Hilarius “Lari” Gilges was dragged out of his flat in the Altstadt district of Dusseldorf, Germany, and taken to jail where the Nazis tortured and killed him. It was June 1933 and Gilges was just 24 years old.
Little is known about Gilges’s early life. But we do know he was born on 4 March 1909 in Dusseldorf, that his mother was a white textile worker and that his father was black.
Gilges’s experiences as a mixed race person in a society that knew little of black people would doubtless have been both confusing and at times dangerous.
But, though few in number, German-born black people did exist. Some were the result of relationships between white women and men who had travelled to Germany from its few African colonies.
Others were the offspring of black French police who patrolled areas of Germany’s borderlands controlled by France after the First World War. While not the primary targets of German racism, black people were often described as “Rhineland bastards”.
A popular picture postcard from the time mocks them under the slogan, “Brutality, Bestiality, Equality”—a twisted echo of the French slogan “Liberty, Equality, Fraternity”.
Gilges joined the Young Communist League of Germany as a teenager in 1926. His first arrest came after a fight with the police and a gang of racists, and as a result he served a year in prison. On his release, rather than disappear, he chose to continue his agitation.
In addition to being a labour organiser, Gilges was a tap dancer and actor, helping to found a Communist theatrical group called the Nordwest Ran in 1930.
They sought to take arguments about socialism and revolution around the area using a mobile stage.
Together with comrades, Gilges organised demonstrations against the rising Nazi party. According to his family, the growing threat of the right spurred him on.
During the 1932 elections he travelled through nearly every town and city in the region trying to mobilise workers against the danger of Adolf Hitler.
But when the Nazis came to power in January 1933, Gilges was forced to take his propaganda work underground.
Nazi squads toured the working class areas of Dusseldorf hunting down the Communists who had long had a base there.
Although Gilges could feel their net closing in on him, he refused to go into hiding.

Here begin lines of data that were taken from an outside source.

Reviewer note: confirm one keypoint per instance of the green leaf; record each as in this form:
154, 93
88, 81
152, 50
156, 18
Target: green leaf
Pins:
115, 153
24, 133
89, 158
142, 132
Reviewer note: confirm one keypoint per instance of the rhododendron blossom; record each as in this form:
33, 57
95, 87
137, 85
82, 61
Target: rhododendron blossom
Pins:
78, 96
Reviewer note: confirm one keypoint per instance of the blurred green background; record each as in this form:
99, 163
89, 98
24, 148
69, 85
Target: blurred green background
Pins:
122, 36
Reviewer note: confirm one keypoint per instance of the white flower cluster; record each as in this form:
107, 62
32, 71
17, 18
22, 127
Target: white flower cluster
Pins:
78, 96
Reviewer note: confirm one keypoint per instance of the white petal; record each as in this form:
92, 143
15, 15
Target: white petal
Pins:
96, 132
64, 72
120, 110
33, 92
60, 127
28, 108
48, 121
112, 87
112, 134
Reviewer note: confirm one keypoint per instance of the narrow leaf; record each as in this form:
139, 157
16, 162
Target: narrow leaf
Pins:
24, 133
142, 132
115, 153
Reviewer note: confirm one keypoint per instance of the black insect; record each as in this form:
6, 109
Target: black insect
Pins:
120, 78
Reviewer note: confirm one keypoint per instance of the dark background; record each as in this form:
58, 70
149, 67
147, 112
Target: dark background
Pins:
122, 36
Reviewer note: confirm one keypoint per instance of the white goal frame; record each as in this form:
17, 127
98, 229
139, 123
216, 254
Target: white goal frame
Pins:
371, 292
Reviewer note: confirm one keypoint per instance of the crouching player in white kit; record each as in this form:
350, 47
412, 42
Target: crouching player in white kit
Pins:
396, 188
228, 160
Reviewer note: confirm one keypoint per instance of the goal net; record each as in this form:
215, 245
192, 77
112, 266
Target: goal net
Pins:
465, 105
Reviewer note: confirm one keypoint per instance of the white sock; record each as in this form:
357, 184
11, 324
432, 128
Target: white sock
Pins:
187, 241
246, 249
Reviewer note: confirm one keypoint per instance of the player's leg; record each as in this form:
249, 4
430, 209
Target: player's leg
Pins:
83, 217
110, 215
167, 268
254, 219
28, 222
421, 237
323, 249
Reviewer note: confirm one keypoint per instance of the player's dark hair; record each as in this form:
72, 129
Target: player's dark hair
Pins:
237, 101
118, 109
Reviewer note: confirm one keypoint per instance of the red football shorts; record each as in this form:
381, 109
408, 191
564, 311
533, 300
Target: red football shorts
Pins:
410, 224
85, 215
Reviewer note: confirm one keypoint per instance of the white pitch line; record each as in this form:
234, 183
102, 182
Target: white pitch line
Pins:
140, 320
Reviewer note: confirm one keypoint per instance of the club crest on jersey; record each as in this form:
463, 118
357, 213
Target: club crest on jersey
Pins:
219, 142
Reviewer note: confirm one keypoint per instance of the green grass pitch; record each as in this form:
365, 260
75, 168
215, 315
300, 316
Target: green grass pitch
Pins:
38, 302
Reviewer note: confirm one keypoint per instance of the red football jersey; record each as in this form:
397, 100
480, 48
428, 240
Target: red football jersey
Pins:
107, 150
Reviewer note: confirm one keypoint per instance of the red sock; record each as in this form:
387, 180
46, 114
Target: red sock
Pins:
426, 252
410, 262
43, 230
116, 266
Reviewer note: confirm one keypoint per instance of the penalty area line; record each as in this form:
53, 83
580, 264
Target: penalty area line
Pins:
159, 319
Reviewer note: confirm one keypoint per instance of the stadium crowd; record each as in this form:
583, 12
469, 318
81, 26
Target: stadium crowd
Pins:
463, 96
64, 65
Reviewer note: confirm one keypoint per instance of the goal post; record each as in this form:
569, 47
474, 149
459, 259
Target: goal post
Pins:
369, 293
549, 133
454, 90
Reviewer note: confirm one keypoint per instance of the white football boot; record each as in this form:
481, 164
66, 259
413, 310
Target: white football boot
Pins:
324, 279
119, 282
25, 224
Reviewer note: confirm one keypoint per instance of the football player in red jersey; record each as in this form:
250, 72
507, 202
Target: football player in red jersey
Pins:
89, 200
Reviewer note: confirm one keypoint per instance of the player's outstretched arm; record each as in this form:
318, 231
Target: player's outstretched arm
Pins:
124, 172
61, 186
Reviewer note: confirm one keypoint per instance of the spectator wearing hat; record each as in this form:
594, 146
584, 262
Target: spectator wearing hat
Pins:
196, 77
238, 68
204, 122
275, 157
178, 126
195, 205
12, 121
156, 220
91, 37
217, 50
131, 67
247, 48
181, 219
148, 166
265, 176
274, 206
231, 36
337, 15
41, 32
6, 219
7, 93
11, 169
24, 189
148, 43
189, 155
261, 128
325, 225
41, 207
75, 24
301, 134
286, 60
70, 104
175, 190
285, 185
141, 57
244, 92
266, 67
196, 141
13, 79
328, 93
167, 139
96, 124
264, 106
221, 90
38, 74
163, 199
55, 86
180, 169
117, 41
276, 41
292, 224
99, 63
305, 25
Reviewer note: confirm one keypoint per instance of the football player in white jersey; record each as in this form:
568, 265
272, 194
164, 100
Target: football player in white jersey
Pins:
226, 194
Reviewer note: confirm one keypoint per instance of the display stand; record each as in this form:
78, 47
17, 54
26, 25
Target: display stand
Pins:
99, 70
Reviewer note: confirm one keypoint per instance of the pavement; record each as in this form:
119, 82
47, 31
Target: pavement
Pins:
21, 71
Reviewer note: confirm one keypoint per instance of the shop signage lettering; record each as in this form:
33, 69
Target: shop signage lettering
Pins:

He knew that if he tried to escape, his skin colour would give him away—and that his young family would be targeted.
Gilges’s daughter Franziska recalls the night he was finally captured. “My father was grabbed in front of my eyes,” she said.
“Twelve big SS officers dragged him out of the house. The next time I saw him was here [the river Rhine in Dusseldorf], floating under the bridge.
“He’d been stabbed 37 times and shot through the head.”
The Nazis hoped that by killing him they would strike a blow for their anti-Communist and racial purity plans.
But in the years after the Second World War Gilges was remembered by his city, which named a square after him.
Maria Wacher, who ran the Nordwest Ram with him, remembered him simply, saying, “He was a fighter.”